The bottom line is that we’ve hit a brick wall in the battle between the three branches of the federal government in terms of UAP transparency and disclosure. The legislative branch has been carrying the banner and doing all of the heavy lifting, but all of their work was undermined at the eleventh hour by Speaker Johnson, along with Congressmen Mike Turner and Mike Rogers (“the two Mikes,” as David Grusch calls them). Now we know that the current executive branch is either uninterested in or solidly opposed to transparency on this issue.
The judicial branch likely has little or nothing to say on the matter. Issues of classification and secrecy have rarely if ever landed in their laps. One of the few exceptions included a set of lawsuits regarding investigations into JFK’s assassination, and the courts largely took a pass on that one as well. After all, it has long been accepted that the government has a right (and some might say a duty) to keep certain things secret from the public, such as the details of our nuclear weapons programs or the identities and locations of our spies around the world. The courts have never disagreed.

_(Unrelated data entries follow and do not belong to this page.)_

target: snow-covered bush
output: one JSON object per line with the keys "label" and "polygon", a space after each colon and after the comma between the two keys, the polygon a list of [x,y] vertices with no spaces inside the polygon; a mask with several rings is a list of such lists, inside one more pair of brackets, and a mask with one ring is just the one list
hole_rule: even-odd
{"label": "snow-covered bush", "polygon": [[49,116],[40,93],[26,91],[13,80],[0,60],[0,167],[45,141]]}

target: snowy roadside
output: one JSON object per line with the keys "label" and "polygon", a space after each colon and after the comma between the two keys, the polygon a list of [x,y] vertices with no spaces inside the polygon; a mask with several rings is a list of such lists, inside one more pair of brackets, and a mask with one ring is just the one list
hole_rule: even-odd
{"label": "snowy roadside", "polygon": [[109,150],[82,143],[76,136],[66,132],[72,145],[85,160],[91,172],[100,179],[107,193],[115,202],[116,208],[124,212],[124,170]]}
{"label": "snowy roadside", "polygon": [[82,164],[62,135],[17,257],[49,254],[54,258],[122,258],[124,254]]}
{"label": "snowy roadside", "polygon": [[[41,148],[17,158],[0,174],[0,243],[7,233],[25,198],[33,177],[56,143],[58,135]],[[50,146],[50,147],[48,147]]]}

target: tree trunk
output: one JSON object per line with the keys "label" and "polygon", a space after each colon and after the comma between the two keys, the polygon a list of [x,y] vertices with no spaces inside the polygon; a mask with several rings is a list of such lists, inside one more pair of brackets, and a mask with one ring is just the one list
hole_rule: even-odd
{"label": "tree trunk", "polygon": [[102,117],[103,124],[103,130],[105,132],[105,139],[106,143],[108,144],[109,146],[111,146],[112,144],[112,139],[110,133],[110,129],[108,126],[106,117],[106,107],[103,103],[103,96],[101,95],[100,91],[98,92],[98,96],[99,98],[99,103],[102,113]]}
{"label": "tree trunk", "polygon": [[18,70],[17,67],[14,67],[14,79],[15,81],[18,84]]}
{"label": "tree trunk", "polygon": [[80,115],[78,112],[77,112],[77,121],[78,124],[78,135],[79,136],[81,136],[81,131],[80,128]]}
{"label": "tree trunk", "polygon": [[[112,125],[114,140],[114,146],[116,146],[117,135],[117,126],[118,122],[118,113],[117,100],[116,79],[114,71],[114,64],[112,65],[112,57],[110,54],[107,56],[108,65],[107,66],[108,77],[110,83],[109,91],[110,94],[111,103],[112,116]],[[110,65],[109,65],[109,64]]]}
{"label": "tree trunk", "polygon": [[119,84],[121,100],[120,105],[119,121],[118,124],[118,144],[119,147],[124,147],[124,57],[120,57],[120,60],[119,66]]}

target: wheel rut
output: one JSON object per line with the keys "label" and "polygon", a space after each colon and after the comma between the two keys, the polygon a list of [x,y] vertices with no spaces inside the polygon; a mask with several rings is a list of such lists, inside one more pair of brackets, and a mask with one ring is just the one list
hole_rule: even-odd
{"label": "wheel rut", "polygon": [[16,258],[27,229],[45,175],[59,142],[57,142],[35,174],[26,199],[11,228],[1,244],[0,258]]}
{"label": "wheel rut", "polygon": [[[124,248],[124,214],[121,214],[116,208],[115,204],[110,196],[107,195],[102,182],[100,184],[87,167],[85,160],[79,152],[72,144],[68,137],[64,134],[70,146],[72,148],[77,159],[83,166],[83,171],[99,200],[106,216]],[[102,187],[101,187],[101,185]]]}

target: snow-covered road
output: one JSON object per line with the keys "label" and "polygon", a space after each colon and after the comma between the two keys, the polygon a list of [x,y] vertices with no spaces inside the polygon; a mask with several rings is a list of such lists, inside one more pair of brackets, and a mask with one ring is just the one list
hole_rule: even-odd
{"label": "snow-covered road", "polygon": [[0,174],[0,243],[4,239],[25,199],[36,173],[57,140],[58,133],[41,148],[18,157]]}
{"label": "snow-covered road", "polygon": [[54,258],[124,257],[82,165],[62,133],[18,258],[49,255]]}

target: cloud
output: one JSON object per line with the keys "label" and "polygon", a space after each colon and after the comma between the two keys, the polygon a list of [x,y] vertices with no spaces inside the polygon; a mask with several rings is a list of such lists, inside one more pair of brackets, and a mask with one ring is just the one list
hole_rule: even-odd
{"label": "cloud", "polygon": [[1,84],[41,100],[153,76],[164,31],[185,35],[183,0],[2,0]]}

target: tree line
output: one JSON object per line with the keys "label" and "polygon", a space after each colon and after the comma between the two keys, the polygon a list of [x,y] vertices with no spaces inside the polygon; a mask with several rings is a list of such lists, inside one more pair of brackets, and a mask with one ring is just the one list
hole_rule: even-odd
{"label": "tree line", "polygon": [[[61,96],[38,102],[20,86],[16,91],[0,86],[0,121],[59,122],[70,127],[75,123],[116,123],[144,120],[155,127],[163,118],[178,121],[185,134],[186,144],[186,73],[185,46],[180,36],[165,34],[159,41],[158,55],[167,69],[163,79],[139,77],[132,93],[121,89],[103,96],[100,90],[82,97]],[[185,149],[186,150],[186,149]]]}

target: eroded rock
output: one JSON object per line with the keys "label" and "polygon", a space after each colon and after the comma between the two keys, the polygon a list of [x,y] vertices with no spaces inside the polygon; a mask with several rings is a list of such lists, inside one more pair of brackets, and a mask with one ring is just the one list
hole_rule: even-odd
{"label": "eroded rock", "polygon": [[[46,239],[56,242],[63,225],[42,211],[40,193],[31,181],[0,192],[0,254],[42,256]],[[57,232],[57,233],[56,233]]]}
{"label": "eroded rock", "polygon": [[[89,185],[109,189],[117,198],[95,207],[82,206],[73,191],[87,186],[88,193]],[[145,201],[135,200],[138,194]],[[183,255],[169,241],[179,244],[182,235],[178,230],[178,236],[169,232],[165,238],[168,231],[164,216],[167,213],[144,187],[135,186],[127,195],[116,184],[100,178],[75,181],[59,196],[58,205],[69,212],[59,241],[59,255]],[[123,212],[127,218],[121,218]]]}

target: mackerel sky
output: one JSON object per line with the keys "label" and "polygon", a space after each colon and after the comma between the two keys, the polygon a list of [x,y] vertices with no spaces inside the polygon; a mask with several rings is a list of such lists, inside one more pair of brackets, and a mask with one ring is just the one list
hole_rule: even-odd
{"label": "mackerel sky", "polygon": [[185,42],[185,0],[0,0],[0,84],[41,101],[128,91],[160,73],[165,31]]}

And those are things that we know exist. We’ve seen the footage of nuclear test explosions. Verified reports of the activities and occasional misbehavior of our spies along with those of our allies and adversaries pepper the annals of history. So what about the possibility of our government having technology and/or biological remains of some nonhuman intelligence? Plenty of people are talking about it, including many former and current senior officials in the intelligence community and the military. They’ve apparently demonstrated this to members of Congress sufficiently well that Chuck Schumer included the phrase “nonhuman intelligence” in the UAP Disclosure Act two dozen times. But those are all still just words. And that’s likely all they will be until someone wheels out a Tic Tac on a flatbed trailer or Skinny Bob shows up on 60 Minutes to give an interview. What are the courts supposed to do with that?
In the end, the real problem with this process of potential disclosure isn’t the Republicans in the House who are fighting it (likely at the behest of their handlers in the intelligence community and the aerospace industry that hold their financial leashes), the three-letter agencies, or even the Pentagon. The problem is the President. As the head of the executive branch and, by default, the military, he has the right to declassify anything he likes with the stroke of a pen. He could review any UAP documents, photos, or videos, with or without a civilian advisory panel, and order them to be declassified and released. And if even a fraction of the bombshell claims made by UFO whistleblower David Grusch are true, there would be plenty to release. But that’s obviously not happening. Whether it’s somehow Biden himself or his current team of handlers, the decision has been made. You don’t need to know about what could potentially be the most startling revelation in the history of mankind because they say you don’t need to know. So the fight for transparency continues forward at a maddeningly slow slog.